No deja de parecer un poco raro que alguien popular, nada secreto y conocido en todo el mundo reciba un premio Nobel. El premio esta vez elude la tradición sueca de hacer visibles autores poco conocidos, como el chino residente en Francia Gao Xingjiang en el 2000, o géneros diferentes, al premiar a la cronista bielorrusa Svetlana Aleksievich el año pasado. Pero, por lo general, la academia sueca trata de reconocer, además de los méritos artísticos, la proyección histórica de la obra. El caso de Bob Dylan es, desde esta perspectiva, incuestionable. Se podría decir que uno de sus méritos mayores es crear, sobre las bases de la canción folk, una pintura de los cambios de la posguerra, en paralelo con la generación Beat de Gregory Corso, Jack Kerouac y Allen Ginsberg, y de introducir la contracultura en el mainstream, en la línea central de la cultura de su tiempo. Además, o sobre todo, se trata de canciones que muchísima gente canta o grita en sus presentaciones públicas desde hace medio siglo. En este sentido, la secretaria permanente de la Academia Sueca, Sara Danius, conectó su música con la tradición más antigua, con las rapsodias que imaginamos fueron cantadas por Homero y con los poemas de amor y desdicha de Safo de Lesbos, como una forma de entender que la canción, o el poema acompañado por un laúd o por una flauta, es uno de los géneros literarios más esenciales y primigenios.  

Bob Dylan desconocía esto cuando llegó a Nueva York a principios de los 60, pero muy pronto descubrió, buceando en una biblioteca de trastienda, el sentido de las canciones que quería cantar. Cuenta en el volumen I de sus Crónicas: “En el pasado nunca fui muy entusiasta de los libros ni de los escritores pero me gustaban los relatos. Las historias de Edgar Rice Burroughs, que escribió acerca del Africa mítica, de Luke Short, sobre los míticos cuentos del oeste, de Jules Verne o H. G. Wells. Eran mis favoritos pero eso fue antes de que descubriera a los folksingers. Los cantantes folk eran capaces de cantar una canción como si se tratara de un libro entero, pero en unos pocos versos. Es difícil describir qué hace, de un personaje o de un acontecimiento, algo valioso para una canción. Es probable que se trate de un personaje que actúa de un modo justo, honesto y franco. Valentía, en un sentido abstracto.” 

Dylan, que todavía no había encontrado su nombre, también leyó a von Clausewitz en aquellos años y cuenta que “Tenía una mórbida fascinación con todo eso.
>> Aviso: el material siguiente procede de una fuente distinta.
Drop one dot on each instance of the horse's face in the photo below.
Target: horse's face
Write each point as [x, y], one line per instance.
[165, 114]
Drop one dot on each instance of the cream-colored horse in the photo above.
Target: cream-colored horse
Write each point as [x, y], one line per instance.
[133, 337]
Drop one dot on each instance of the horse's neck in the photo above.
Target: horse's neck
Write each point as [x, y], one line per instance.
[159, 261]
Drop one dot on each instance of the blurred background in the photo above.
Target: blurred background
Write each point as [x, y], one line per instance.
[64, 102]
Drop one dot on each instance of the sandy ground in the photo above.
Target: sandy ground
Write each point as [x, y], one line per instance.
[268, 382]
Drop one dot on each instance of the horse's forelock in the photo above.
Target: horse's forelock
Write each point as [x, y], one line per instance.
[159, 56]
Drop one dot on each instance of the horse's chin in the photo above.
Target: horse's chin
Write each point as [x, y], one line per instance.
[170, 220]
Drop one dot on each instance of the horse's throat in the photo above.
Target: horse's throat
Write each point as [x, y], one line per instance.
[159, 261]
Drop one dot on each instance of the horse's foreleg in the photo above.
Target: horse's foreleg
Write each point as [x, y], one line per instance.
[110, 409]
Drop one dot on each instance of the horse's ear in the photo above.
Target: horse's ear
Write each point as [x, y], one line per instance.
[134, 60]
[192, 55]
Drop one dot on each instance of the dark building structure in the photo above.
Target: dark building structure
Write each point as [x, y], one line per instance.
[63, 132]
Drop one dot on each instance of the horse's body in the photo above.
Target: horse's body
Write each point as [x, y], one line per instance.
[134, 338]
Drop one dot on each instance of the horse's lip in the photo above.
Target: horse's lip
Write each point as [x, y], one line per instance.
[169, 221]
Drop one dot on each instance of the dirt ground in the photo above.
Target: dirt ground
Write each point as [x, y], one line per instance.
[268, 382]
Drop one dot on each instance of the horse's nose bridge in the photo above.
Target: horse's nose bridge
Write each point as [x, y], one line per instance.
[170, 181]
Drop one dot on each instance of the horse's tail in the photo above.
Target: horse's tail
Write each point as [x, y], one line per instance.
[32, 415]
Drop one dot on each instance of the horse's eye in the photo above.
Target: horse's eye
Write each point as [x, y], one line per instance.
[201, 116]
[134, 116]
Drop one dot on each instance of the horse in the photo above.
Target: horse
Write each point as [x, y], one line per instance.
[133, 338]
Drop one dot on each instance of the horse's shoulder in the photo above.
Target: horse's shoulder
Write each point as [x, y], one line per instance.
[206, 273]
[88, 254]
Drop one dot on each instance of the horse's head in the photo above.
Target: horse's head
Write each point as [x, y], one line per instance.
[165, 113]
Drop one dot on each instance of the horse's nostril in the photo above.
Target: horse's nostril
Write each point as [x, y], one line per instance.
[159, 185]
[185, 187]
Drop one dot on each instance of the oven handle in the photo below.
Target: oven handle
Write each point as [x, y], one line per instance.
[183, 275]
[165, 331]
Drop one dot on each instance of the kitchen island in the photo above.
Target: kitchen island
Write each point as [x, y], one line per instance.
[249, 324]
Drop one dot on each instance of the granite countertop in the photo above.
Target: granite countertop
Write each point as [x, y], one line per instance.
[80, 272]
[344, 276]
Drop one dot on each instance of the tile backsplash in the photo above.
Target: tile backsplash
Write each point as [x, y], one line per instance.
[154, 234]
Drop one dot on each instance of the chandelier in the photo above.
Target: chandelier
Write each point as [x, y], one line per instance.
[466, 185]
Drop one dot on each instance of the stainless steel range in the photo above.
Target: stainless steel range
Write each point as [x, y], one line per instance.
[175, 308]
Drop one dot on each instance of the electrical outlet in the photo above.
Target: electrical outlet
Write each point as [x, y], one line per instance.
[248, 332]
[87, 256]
Años antes, antes de saber que iba a ser un cantante y mi cabeza estaba en total movimiento, quería incluso ir a West Point”. Pero muy pronto un tío le dijo que eso no era para él y que carecía de los antecedentes y de las conexiones necesarias para llegar ahí. El tío le dijo: “Vos no tenés que trabajar para el gobierno. Un soldado es un ama de casa, un conejillo de indias. Andá a trabajar en las minas”.   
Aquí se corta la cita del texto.